Try clearing CMOS. To do that: Unplug the computer. Open the case. Remove the little lithium battery (it looks like a silver coin) on the motherboard. Put the battery back in after 20-30 minutes and turn the computer on. If/when the computer boots you will get a "checksum error" message - enter BIOS and load default settings (or something similar). Don't forget to save before you exit BIOS.

Please post the system specifications - CPU, video card, power supply etc.


----------



## Bo0nd0ck (Jul 16, 2007)

*Re: Computer Powers on but nothing else happens.*

Tried clearing the CMOS settings already, only left the battery out for about 10 minutes though because in the past about 2 minutes would clear my CMOS.

Here are my computer specs as well as I can remember:

P4 3.2 not over clocked
2.5 Gig of OCZ RAM with heat spreaders
Gigabyte Motherboard sli enabled but only using one video card.
500 Watt Power Supply
eVGA Nvidia 512MB 7800GTX
One SATA hard drive
One IDE Hard drive

The OS is on the SATA.


----------



## Deleted090308 (Jan 25, 2007)

*Re: Computer Powers on but nothing else happens.*

Look at the label on the PSU (inside the case) - what does it say about voltages and amps?

The machine is probably underpowered. Please click the "power supply calculator" link in my signature. Add 30% to the end result to compensate for aging and inefficiency.


----------



## MaverickUK (Sep 9, 2005)

*Re: Computer Powers on but nothing else happens.*

Remove ALL non-core components from your system and try booting up again (even remove the HDD(s)) - see if you can manage to get it to the POST phase.


----------



## Bo0nd0ck (Jul 16, 2007)

*Re: Computer Powers on but nothing else happens.*

Went ahead and reset the cmos again and then i removed all non core components and everything is still going the same way(the bad way lol).

Powers on, faint click and dimming of lights, then straight back to normal with no keyboard or anything showing on monitors.

Thanks for the help so far.

Edit: Also getting 322 reccomended wattage from the calculator. I was figuring it would ask for more than that..


----------



## Deleted090308 (Jan 25, 2007)

*Re: Computer Powers on but nothing else happens.*

Hi again,
You have to try another power supply. (and disable SLI in BIOS)


----------



## Bo0nd0ck (Jul 16, 2007)

*Re: Computer Powers on but nothing else happens.*

Alright, going to try another power supply today and see if that will work.

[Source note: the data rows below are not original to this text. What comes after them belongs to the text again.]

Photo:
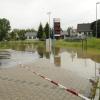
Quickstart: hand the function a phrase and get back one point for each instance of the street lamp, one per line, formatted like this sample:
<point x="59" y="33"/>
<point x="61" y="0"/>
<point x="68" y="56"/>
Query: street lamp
<point x="96" y="17"/>
<point x="49" y="13"/>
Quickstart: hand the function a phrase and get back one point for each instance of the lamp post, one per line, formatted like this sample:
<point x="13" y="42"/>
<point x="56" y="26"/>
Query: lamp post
<point x="96" y="18"/>
<point x="49" y="13"/>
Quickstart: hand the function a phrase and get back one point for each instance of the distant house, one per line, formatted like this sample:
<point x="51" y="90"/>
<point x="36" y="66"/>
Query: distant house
<point x="64" y="34"/>
<point x="84" y="29"/>
<point x="31" y="35"/>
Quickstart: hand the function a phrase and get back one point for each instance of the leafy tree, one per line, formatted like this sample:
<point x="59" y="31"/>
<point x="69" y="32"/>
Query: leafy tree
<point x="69" y="30"/>
<point x="13" y="36"/>
<point x="93" y="27"/>
<point x="40" y="32"/>
<point x="46" y="30"/>
<point x="21" y="34"/>
<point x="4" y="28"/>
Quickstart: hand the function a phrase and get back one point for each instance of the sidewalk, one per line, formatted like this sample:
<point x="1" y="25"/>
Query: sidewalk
<point x="20" y="84"/>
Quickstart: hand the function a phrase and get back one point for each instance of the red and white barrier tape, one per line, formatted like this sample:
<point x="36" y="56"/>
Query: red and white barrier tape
<point x="59" y="85"/>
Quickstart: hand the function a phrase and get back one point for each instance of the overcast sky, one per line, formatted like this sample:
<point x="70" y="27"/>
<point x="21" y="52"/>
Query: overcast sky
<point x="29" y="13"/>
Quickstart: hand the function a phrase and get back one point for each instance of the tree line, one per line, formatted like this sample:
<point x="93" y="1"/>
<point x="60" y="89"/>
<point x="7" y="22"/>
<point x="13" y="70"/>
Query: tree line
<point x="7" y="34"/>
<point x="43" y="32"/>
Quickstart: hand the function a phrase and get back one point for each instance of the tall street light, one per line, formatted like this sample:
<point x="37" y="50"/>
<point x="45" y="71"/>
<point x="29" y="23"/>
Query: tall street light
<point x="49" y="13"/>
<point x="96" y="18"/>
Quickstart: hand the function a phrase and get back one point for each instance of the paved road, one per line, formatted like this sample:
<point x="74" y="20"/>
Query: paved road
<point x="20" y="84"/>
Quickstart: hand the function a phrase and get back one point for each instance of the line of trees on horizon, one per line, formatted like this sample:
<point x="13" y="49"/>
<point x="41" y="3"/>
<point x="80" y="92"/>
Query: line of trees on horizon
<point x="7" y="34"/>
<point x="43" y="33"/>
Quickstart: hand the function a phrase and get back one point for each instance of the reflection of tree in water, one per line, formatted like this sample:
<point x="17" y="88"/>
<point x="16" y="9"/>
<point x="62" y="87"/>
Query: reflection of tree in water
<point x="47" y="55"/>
<point x="57" y="58"/>
<point x="56" y="51"/>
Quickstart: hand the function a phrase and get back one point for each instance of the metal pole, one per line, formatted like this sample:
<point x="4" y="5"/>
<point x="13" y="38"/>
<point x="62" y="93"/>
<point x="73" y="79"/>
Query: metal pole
<point x="96" y="20"/>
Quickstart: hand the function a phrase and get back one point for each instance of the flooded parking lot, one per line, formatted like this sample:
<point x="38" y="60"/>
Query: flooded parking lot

Any recommended watts? Also In my post above I edited to show how many watts the power supply calculator reccomended, didnt know if you noticed it or not. I expected more than that though because I think the video card I have calls for a 500 watt supply, I could be wrong though.


----------



## Deleted090308 (Jan 25, 2007)

*Re: Computer Powers on but nothing else happens.*

It's not all about Watts - the makers "lie" about the efficiency (its mostly about 80% if you're lucky). Have a look at *this*.


----------



## Bo0nd0ck (Jul 16, 2007)

*Re: Computer Powers on but nothing else happens.*

It was also a power supply that came with the case and I heard a lot of people opt to get aftermarket power supplies for custom builds instead of using the ones that come with the case.


----------



## Deleted090308 (Jan 25, 2007)

*Re: Computer Powers on but nothing else happens.*

They're right. The PSU's coming with the case are usually lousy.


----------



## metallidethica (Jul 14, 2007)

*Re: Computer Powers on but nothing else happens.*

I have a similar situation. My question is: Do PSU dies after a while? If so, then how come everything else works except for the monitor? I know I probably should read the Power Supply Info page, but it's rather long and confusing to a newb like me. 

Thanks.


----------



## ebackhus (Apr 21, 2005)

*Re: Computer Powers on but nothing else happens.*

A PSU, like virtually all the other components, will eventually fail. Manufacturers define this as MTBF (mean time before failure) and is often rated in 10's of thoudands or hundreds of thousands of hours at the specific temperature usually around 25c. Now, how you'll keep your PSU at 25c is beyond the measure of this reposnse, but that's a very unlikely event for the average user. Another thing to consider is the quality of the internal components. You may have heard about solid-state capacitors and their superiority over the old electrolytic ones. The solid-state ones last longer and have greater efficiency in comparison to the average electrolytic. A good PSU will use quality parts that are efficient and have long life spans. You also have to consider defects that are unknown at the time of manufacturing. Often these defects will become known VERY early on, often well within any warranty period.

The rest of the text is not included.